Electro’s menace and confused motives evoke still another black science-fiction miscreant, Samuel L. Jackson’s disturbed, merciless, outlandishly garbed comic-book villain in Unbreakable, which since 2000 has stereotyped the genre’s naive racial attitudes. Electro’s skin is tinted blue, like the Na’vi creatures in Avatar, but luminescent, as if teeming with SamJack anger. He cloaks his ferocity beneath a Trayvon Martin–style hoodie — a sly, fatuous political reference recalling Foxx’s awards-circuit appearances last year in a t-shirt emblazoned with Martin’s photo (commemorating the politically charged controversy surrounding the youth’s 2012 death). Foxx acts out Electro’s wounded ego to sneakily exploit the Martin case, but his role is disgraceful, silly in concept and shameless in performance.

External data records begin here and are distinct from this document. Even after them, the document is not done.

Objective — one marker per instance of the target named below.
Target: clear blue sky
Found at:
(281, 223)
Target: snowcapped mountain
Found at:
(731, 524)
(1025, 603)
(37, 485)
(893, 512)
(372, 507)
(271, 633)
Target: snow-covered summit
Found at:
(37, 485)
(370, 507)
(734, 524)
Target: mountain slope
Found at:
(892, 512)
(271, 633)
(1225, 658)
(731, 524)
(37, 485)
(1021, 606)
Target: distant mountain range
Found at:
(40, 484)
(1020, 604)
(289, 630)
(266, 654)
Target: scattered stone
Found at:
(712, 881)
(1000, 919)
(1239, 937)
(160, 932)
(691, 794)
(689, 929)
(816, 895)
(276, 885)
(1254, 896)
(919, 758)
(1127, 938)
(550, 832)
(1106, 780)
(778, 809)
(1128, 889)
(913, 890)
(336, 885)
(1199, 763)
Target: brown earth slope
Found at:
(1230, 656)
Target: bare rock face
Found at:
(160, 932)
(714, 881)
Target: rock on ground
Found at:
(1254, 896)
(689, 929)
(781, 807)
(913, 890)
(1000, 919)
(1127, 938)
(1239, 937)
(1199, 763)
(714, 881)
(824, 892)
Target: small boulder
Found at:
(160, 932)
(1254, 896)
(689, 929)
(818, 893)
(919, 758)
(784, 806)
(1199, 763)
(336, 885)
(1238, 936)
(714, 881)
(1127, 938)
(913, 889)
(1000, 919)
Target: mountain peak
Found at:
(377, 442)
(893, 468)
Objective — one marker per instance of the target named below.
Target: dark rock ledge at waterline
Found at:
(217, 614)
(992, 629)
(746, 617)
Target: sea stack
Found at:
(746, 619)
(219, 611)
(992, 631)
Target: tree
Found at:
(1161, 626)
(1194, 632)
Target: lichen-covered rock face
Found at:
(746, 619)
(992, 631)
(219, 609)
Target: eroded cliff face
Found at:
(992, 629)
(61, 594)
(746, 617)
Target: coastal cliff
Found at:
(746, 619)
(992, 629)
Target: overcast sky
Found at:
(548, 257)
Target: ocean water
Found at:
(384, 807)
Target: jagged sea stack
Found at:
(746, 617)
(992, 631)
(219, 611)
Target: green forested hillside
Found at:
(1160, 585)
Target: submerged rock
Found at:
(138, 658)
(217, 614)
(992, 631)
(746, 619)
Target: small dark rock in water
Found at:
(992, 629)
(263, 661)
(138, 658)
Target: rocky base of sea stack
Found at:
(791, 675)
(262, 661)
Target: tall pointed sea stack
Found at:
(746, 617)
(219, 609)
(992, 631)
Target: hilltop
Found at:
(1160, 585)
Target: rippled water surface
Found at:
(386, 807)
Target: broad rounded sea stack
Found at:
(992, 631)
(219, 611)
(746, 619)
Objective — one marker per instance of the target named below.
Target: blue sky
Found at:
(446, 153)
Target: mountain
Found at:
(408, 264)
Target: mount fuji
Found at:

I point this out to clarify how specious racial and political assumptions clog contemporary film culture; part of what mogul Harvey Weinstein praised as “The Obama Effect” among Hollywood elites.
Electro’s demeanor defines the limited, pathological range circumscribing Foxx, restricting his choices as with other black Oscar-rewarded actors. Some form of black pathology is always foremost in Hollywood’s current post-racial pretense, and this is what makes “The Obama Effect” so noxious. Even the action-based Spider-Man series ensnares a black character in sentimentality that allows Hollywood and the media to feel superior — a continuation of the self-righteous liberal fantasy that voting for Barack Obama vanquishes racism. All other blacks are patronized as, if not inferior to the Obama ideal, then, as Electro demonstrates, superpathetic. Outside the comic-book world, Electro would be seen as a freak. And freakishness — or Superpathology — defines Hollywood’s Obama-era view of black folk in Precious, The Help, Beasts of the Southern Wild, Captain Phillips, Blue Caprice, Django Unchained (Foxx again), last year’s 12 Years a Slave, and this year’s Belle.
Belle is not a bleeding-heart horror show like 12 Years a Slave but a gentler, history-based costume drama about an 18th-century mixed-race girl in England. Dido Belle (Gugu Mbatha-Raw) is raised by her great-uncle, Chief Justice Lord Mansfield (Tom Wilkinson). Dido’s consciousness is stirred when she endures subtle, strict protocol that blocks her from full participation in the household’s routines, her activities segregated at public functions. She becomes intrigued by her uncle’s grudging deliberation regarding a legal case about the execution of human cargo on a slave ship, which tilts this biography toward an anti-slavery treatise.
Although Dido shares President Obama’s own mixed-race heritage, Belle brushes by “The Obama Effect.” It doesn’t exactly congratulate white electorate guilt — which may explain its indifferent reviews so soon after 12 Years a Slave hit the white-guilt jackpot. Director Amma Asante isn’t a fetishistic race-hustler like 12 Years’ Steve McQueen. Her fish-out-of-water formula takes on a romance-novel aspect: Dido falls in love with white activist lawyer and vicar’s son John Davinier (Sam Reid), an optimistic resolution that soothes her anxiety as both an outcast and female chattel.